Katrina turned Bite Me on to a joint where she could score the fruity concoction and food as well -- not just any food, but food of the raw fish variety. Jackpot!
The sushi at Sapporo in Scottsdale turned out to be amazing. Their eel is simply spectacular. And their Wa Wa Roll? As Chachi used to say about Joannie . . . wa wa wa! A delectable combination of snow crab, asparagus and crab.
The interior of Sapporo is glorious. Multileveled and stuffed to the gills with chefs at sizzling grills, the place just dazzles you when you walk inside. You almost expect flashbulbs to go off. Everywhere you look you see a cluster of hot blonde chicks sashaying up to the sushi bar or sucking down stiff cocktails on the outdoor patio. It's got it all. It's a pickup joint and a stellar sushi joint, and then there are them fruit drinks that brought Bite Me there in the first place. Bite Me was salivating in anticipation of tasting the Passion Mango Martini. With good cause. It took one to get her good and toasted. One. Fortified aplenty, Bite Me relaxed and waited for good-lookin' people to bother. She felt sure she'd get some typical Scottsdale betties out lookin' for action. After her previous week's adventure chasing down strip club customers, she thought she'd seen all there was of the underbelly of this here strait-laced town. On the contrary. Seems the Phoenician asses ain't quite as tight as Bite Me'd thought. Heh, cool.
Linda Nguyen and Ben Graff
Bite Me: So what do you do?
Linda: I'm a waitress.
Bite Me: Here?
Linda: No, at the Cheesecake Factory.
Bite Me: I've never eaten there. Is it good? What do they have besides cheesecake?
Linda: They have everything, steaks, burgers, salads, sandwiches, pastas, seafood . . . oh, and cheesecake.
Bite Me: What did you eat here tonight?
Linda: We had the teppanyaki.
Bite Me: Was it yaki or not so yaki? (Bite Me is well aware that she be comin' 'cross as some manner-o-dipshit. She don't be carin'.)
Linda: It was great.
Ben: We had the Pacific Rim chicken; they cook everything right at the table.
Bite Me: Sounds cozy. Where do you work, mister man?
Ben: The Melting Pot.
Bite Me: Wild! Do you get a lot of couples there? I saw a menu from there. It made me salivate. (Bite Me wonders what kind of first date that would be, sharing meat on a skewer dipped in sauces. What is it like to see a person you just met double-dip? You share spit before you, well, share spit. That's some serious intimacy.)
Bite Me: How long have you two been together?
Linda: Four years. (Bite Me is shocked by this revelation. She'd have sworn these two were on a first date. It provided her with some hope that long-term relationships can actually retain spark.)
Bite Me: How'd you two meet?
Ben: We met at ASU. We were in the same dorm.
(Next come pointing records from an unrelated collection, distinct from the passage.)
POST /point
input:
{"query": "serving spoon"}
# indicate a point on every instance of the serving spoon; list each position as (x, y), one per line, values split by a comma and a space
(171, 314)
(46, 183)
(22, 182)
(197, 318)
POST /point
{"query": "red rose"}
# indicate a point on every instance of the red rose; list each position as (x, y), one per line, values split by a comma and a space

Bite Me: So what do you want to be when you grow up?
Linda: He's going to law school next fall. We don't know where.
Bite Me: Well, Ben, are you bringing your girl to law school?
Ben: Yeah. We don't know where we're going. But we're together for sure. We don't know where we'll end up, but . . .
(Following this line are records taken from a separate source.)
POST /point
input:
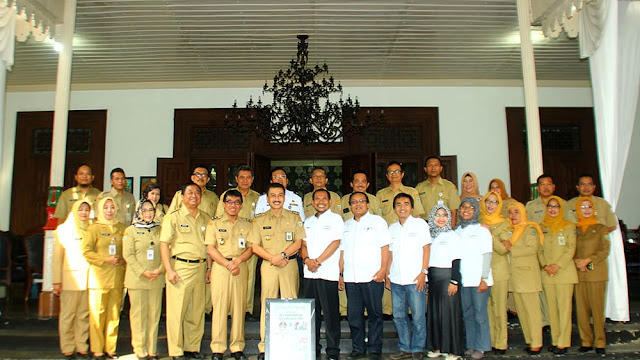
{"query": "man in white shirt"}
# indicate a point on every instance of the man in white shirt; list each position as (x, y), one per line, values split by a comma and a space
(321, 270)
(364, 259)
(293, 202)
(410, 248)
Linda: We decided, wherever he goes, we go.
Bite Me: Oh, you're so cute.
Content sales manager, Hustler
Bite Me: Hertz? Like rent-a-car? Are you related?
Laurel: I wish. I work for Hustler.
Bite Me: My hero. Larry Flynt. Do you know him? (Bite Me isn't lying about lovin' Larry. She saw the guy regularly at her favorite diner in Hollywood. He actually resembles a bullfrog but there's still something so bad-ass lookin' about the guy. He sells mass porn unapologetically and still claims to love the Lord. Ya gotta love that.)
Laurel: No. I work on the Internet site. We sell Hustler's video feeds to other adult Webmasters.
Bite Me: Oh, okay. So are you really busy because everybody loves Larry?